Before tossing the convictions on Thursday, Biben said she regretted the court could not give Aziz and Islam back the years they had lost.
Islam’s family and Aziz could each reasonably seek $1 million in restitution for each year they spent in prison, according to New York-based civil rights lawyer Richard Emery, who has represented wrongfully convicted people.
Emery said there were two ways to seek restitution: suing the state for unjust conviction, and filing a federal civil rights case against the law enforcement agencies involved.

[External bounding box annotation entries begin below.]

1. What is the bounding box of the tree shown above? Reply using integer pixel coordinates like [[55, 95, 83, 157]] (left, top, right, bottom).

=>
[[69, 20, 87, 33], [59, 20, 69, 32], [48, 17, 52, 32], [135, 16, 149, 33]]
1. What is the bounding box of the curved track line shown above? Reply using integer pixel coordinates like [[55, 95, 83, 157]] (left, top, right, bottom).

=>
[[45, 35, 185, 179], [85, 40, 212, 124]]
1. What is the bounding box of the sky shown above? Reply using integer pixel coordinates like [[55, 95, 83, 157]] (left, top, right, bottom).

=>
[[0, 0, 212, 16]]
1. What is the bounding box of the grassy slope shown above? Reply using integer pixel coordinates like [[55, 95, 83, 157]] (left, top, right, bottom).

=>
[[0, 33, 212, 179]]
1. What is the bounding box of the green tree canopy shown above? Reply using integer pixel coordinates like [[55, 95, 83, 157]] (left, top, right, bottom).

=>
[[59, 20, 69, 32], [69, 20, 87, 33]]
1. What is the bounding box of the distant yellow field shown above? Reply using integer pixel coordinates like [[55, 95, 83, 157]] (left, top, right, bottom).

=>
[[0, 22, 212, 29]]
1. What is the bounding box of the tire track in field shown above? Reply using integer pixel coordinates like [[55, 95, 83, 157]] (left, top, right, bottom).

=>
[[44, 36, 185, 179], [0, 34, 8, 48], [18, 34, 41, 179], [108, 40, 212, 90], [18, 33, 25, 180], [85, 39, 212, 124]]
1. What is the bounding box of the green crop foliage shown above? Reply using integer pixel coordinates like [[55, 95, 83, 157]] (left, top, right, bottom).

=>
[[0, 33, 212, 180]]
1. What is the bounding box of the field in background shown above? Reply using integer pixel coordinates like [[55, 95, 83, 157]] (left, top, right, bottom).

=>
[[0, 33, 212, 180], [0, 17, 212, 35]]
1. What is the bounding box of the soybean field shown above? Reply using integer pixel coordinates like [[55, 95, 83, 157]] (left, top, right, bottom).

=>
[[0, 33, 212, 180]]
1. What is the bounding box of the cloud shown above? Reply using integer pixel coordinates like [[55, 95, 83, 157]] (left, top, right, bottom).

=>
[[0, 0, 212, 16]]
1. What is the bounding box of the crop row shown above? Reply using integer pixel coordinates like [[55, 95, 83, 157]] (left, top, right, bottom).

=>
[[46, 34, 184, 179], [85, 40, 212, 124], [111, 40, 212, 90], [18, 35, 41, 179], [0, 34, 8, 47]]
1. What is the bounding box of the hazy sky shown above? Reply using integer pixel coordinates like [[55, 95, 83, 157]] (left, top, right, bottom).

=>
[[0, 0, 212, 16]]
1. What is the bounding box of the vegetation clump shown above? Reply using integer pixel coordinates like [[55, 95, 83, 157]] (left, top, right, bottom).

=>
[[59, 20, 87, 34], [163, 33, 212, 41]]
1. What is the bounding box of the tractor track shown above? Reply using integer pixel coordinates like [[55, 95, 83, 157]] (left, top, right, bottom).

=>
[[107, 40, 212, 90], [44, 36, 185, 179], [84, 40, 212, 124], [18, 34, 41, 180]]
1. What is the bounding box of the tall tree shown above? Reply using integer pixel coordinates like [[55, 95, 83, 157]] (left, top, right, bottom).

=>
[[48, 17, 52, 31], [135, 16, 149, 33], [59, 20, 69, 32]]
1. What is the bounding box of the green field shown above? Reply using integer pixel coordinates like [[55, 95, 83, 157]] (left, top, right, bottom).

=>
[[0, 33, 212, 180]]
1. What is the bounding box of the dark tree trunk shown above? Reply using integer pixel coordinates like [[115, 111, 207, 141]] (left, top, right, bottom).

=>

Still, there’s “no hard and fast formula” for such settlements, according to Zachary Carter, who represented New York City in its $41 million settlement with five men wrongfully convicted of the 1989 rape of a woman jogger in Central Park.
If Islam’s family and Aziz seek settlements, their lawyers likely will also point to the damage their reputations suffered from the wrongful convictions, according to Carter.
Aziz and Islam suffered the “ignominy” of being viewed as assassins of a beloved figure in the U.S. civil rights struggle, Carter said. “What should be the compensation for having been a pariah in your community for so many years?”
One of Malcolm X’s daughters, Ilyasah Shabazz, said in a statement on Thursday that she hoped the “long overdue” exonerations would bring some peace to Aziz, his family and Islam’s family. But Shabazz said her family still wants to know the full truth behind her father’s murder.
“Full justice will not be served until all parties involved in the orchestrated killing of our father are identified and brought to justice,” she said.